彼の表情にそれ以外の思惑は浮かんでいない。

「出来れば明日までに、会えればと思……あ、あいたた!」

突然顔を歪めた氏が腰を曲げて脇腹の辺りを押さえた。

「ど、どうかしましたか!?」

「いやね、この雪で滑って転んで、情けない。 私は昔から結構抜けててね、ローラにも罵……𠮟られて」

苦笑いで家に引き入れてくれる氏の後に続く。

「そろそろ地面が凍ってきてますから。 大丈夫ですか?」

氏をねぎらった後でサラは考える。
いきおい訪問したとはいえ、日中にした養女の話をしにきたわけではない旨を氏に謝罪した。

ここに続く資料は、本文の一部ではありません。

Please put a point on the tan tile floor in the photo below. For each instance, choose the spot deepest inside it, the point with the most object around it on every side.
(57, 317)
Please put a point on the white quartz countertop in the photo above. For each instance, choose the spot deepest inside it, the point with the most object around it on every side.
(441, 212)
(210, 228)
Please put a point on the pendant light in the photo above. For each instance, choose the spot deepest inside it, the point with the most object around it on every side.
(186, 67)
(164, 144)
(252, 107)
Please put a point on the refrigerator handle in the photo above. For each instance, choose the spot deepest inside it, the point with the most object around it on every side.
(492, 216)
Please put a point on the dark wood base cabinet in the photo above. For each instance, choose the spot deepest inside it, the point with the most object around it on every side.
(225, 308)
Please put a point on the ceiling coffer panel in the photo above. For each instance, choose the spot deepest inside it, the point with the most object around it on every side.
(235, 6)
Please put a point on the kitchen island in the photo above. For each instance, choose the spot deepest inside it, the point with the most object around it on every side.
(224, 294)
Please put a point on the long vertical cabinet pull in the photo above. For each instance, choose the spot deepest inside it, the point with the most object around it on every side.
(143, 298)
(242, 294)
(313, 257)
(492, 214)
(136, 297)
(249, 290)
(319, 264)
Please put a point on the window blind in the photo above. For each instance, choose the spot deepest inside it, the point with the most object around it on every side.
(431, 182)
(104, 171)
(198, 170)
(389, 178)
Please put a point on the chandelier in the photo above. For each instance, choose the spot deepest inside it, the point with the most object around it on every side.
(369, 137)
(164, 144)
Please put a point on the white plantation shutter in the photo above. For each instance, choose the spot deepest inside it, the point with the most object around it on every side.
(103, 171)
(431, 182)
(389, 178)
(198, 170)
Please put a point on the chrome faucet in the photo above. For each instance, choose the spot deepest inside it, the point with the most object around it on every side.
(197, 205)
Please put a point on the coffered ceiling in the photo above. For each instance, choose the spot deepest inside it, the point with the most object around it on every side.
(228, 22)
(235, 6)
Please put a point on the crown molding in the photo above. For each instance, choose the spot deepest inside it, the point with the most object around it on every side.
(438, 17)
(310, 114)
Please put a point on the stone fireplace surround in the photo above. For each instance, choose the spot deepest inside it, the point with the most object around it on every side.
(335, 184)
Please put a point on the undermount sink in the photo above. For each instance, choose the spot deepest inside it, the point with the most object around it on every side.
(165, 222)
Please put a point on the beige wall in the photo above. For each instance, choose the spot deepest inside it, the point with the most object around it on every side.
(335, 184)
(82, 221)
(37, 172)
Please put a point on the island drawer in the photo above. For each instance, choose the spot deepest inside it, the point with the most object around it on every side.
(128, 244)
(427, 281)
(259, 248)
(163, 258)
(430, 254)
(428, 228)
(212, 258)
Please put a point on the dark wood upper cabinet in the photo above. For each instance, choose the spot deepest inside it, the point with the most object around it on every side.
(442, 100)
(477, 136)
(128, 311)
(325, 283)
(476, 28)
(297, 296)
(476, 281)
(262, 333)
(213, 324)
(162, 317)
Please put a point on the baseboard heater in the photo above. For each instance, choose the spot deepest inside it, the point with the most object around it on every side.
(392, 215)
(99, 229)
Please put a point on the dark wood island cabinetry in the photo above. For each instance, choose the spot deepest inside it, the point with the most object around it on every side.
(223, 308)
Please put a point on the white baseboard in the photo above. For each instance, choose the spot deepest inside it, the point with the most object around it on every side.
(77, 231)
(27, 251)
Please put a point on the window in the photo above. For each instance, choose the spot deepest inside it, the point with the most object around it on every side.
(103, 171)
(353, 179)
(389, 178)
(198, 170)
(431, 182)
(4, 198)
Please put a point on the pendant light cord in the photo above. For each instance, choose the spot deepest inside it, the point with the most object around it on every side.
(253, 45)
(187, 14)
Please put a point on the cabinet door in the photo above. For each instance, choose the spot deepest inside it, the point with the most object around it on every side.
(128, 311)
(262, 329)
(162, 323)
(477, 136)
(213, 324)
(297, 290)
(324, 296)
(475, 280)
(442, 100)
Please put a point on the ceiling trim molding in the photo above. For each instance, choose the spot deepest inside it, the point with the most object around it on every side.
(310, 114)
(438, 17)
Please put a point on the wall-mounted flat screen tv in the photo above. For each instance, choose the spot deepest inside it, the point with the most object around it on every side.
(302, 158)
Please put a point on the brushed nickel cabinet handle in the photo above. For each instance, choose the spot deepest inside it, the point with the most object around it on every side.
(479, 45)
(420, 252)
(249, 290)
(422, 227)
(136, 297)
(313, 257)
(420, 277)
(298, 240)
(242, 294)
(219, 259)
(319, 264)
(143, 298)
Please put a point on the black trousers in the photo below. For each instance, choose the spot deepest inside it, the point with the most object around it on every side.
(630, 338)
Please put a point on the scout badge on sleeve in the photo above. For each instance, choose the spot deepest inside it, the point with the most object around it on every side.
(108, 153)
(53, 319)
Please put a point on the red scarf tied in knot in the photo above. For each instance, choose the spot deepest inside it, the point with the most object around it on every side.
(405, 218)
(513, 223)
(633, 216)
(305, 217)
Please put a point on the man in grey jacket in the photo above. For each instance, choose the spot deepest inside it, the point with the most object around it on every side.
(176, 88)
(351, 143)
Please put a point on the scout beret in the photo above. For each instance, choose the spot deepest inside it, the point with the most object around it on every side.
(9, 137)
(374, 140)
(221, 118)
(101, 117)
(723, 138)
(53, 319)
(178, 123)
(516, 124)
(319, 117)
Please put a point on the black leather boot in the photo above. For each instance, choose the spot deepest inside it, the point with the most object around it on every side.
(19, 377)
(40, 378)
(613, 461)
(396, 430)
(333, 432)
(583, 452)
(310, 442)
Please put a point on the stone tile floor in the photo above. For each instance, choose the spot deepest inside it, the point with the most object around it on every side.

「なに、気にしないでいいですよ。 急ぎませんと言いましたし。 それよりも今から、夕食の支度をするところですが良ければご一緒しませんか。 食卓は賑やかな方がいい」

ローラは今、お使いに行っているとのことだった。

キッチンに足を踏み入れると既にストーブからは肉の焼ける香ばしい香りが漂っていた。
かけてあるケトルからは蒸気が立ち昇り、シュンシュンと音を立てている。

室温のせいばかりではなく、ここの穏やかな家庭の雰囲気がサラの心身を暖めてくれた。